Agent LLM Interface — Client Developer Documentation

Introduction

The Agent LLM Interface module provides a unified framework for managing, selecting, and executing Large Language Models (LLMs) and optimizer blocks from multiple backends (OpenAI, AIOS gRPC, OrgLLM, custom). It is declared in the Subject Specification via a Model Item and executed at runtime through the KnownLLMs registry and the LLMInferenceAPI interface.

It provides:

  • Pluggable backends (OpenAI / AIOS gRPC / OrgLLM / Custom)
  • Single & batched prompt execution
  • Per-backend parameters (model, temperature, max tokens, etc.)
  • Consistent API for local and remote execution
  • Planner integration for dynamic model selection

A typical workflow is:

  1. Declare a ModelItem with llm_type="inference" or llm_type="optimizer" and backend-specific parameters.
  2. Build an inference backend (OpenAI/AIOS/OrgLLM/Custom) from the model item.
  3. Register the backend in KnownLLMs.
  4. Run inference or estimation calls via a consistent API.
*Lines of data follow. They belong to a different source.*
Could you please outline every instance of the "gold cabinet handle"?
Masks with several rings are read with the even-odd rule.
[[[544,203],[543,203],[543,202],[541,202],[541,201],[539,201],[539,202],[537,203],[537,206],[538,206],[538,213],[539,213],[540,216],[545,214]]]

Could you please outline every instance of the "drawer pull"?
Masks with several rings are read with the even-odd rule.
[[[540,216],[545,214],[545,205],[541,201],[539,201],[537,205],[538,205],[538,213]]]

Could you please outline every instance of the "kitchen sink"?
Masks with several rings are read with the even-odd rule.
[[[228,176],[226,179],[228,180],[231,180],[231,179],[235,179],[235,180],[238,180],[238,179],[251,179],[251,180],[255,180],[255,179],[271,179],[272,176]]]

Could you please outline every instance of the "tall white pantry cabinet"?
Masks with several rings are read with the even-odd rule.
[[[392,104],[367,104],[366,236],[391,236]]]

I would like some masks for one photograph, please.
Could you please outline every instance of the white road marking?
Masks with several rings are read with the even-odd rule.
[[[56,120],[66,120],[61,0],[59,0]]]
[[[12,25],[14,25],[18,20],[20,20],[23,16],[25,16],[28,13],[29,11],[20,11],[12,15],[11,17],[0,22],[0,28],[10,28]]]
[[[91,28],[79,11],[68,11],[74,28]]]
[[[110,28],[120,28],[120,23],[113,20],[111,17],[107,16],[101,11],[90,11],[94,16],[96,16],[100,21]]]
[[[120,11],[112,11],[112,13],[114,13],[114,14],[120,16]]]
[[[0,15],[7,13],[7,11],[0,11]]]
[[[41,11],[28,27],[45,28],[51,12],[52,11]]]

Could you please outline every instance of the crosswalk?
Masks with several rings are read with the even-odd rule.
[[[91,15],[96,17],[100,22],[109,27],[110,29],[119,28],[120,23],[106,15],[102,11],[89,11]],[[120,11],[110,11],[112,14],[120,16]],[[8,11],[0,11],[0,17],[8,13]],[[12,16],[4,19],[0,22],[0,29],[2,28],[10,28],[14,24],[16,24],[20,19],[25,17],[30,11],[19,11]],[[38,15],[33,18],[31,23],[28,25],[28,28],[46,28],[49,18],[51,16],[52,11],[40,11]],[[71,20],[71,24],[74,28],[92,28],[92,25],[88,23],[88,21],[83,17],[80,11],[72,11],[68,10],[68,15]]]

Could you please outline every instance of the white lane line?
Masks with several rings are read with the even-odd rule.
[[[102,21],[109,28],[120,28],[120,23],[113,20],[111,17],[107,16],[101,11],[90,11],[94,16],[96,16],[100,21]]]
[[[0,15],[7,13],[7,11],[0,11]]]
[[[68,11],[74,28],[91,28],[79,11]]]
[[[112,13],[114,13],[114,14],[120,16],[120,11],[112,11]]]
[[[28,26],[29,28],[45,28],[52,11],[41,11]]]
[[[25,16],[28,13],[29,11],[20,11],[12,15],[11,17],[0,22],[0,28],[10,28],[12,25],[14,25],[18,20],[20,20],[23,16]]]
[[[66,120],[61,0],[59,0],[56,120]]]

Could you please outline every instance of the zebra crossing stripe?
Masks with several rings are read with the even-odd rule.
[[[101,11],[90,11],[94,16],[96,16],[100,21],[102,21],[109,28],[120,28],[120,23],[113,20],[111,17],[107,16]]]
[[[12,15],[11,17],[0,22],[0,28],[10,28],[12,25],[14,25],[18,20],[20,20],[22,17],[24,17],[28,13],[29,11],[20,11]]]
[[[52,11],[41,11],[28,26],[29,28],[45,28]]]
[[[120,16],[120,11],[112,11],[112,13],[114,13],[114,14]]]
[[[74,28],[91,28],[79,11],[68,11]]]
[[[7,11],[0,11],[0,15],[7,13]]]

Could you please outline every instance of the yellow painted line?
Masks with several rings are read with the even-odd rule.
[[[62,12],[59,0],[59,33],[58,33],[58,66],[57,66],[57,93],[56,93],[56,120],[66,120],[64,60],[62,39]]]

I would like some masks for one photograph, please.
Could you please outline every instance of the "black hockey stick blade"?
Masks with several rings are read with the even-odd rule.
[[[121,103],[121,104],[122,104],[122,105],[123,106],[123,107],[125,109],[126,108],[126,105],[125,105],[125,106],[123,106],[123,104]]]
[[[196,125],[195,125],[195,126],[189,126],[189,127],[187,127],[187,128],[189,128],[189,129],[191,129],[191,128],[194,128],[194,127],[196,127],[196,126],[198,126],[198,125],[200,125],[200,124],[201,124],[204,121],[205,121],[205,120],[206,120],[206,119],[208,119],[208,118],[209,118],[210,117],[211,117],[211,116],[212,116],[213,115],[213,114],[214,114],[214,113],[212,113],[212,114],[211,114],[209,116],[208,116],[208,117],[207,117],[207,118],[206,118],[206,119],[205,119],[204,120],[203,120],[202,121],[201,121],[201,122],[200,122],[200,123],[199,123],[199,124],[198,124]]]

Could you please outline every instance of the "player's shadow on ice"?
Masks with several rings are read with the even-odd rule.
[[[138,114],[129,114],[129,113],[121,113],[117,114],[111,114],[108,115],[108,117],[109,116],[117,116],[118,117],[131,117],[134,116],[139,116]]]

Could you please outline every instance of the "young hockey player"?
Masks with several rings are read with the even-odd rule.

Registering LLMs in Subject Specification

LLMs are registered using a ModelItem entry.

Data Class Reference

from dataclasses import dataclass, field
from typing import Dict, Any

@dataclass
class ModelItem:
    llm_type: str
    llm_block_id: str
    llm_selection_query: Dict[str, Any] = field(default_factory=dict)
    llm_parameters: Dict[str, Any] = field(default_factory=dict)
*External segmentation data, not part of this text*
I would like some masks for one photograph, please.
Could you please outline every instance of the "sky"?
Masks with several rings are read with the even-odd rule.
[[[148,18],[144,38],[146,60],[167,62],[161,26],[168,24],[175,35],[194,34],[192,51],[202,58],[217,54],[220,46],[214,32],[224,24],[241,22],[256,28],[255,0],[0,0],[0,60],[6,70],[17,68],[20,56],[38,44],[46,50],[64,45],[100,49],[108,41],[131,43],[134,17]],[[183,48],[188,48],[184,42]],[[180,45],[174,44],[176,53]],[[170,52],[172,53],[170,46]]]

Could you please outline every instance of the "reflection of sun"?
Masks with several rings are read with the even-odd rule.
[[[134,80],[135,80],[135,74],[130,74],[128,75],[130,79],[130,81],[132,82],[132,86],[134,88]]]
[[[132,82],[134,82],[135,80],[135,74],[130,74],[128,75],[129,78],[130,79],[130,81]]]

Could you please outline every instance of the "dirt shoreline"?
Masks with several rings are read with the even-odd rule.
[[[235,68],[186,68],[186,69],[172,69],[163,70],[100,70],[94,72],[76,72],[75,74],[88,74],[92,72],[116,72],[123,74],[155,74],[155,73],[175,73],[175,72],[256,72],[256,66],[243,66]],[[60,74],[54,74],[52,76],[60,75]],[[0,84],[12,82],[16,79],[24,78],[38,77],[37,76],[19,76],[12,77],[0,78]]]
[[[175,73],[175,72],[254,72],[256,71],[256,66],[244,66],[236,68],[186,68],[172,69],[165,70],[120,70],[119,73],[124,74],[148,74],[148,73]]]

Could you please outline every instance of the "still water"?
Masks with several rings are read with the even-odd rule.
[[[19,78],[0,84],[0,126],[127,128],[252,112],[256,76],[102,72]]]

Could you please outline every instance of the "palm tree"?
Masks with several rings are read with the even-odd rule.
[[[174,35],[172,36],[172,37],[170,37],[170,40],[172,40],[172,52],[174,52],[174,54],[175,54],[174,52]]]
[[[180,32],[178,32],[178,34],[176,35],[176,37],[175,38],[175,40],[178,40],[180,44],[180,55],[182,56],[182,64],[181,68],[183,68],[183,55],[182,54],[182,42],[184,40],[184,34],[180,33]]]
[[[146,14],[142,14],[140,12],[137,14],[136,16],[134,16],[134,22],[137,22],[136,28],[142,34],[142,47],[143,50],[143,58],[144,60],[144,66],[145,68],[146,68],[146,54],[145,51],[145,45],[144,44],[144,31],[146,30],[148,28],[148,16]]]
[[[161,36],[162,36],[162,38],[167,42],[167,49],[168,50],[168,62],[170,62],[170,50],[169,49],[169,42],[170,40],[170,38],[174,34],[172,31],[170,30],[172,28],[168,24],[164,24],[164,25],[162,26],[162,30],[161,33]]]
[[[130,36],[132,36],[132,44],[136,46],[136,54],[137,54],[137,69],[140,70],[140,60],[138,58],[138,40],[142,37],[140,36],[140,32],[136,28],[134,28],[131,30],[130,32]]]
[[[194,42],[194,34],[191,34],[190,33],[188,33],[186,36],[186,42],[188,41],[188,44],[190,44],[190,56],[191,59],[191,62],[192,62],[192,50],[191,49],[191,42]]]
For LLM inference: set llm_type = "inference" (or "optimizer" for optimizers). llm_block_id identifies the model/provider target (e.g., "openai:gpt-4", "aios:llm-prod", "orgllm:planner-qa"). llm_selection_query can be used by your orchestrator to select a specific deployment/tenant/region. llm_parameters carries provider-specific settings (e.g., model, temperature, max tokens, streaming).


Minimal Required Configuration

{
  "llm_type": "inference",
  "llm_block_id": "openai:gpt-4",
  "llm_parameters": {
    "model": "gpt-4",
    "temperature": 0.7
  }
}

Field Descriptions

Field Location Type Description
llm_type root str "inference" for LLMs, "optimizer" for optimizer blocks.
llm_block_id root str Logical route to a backend target (e.g., openai:*, aios:*, orgllm:*).
llm_selection_query root dict Optional selector (region, tier, tenant) used by your runtime to pick a concrete deployment.
llm_parameters root dict Backend-specific configuration: model, temperature, max_tokens, streaming, etc.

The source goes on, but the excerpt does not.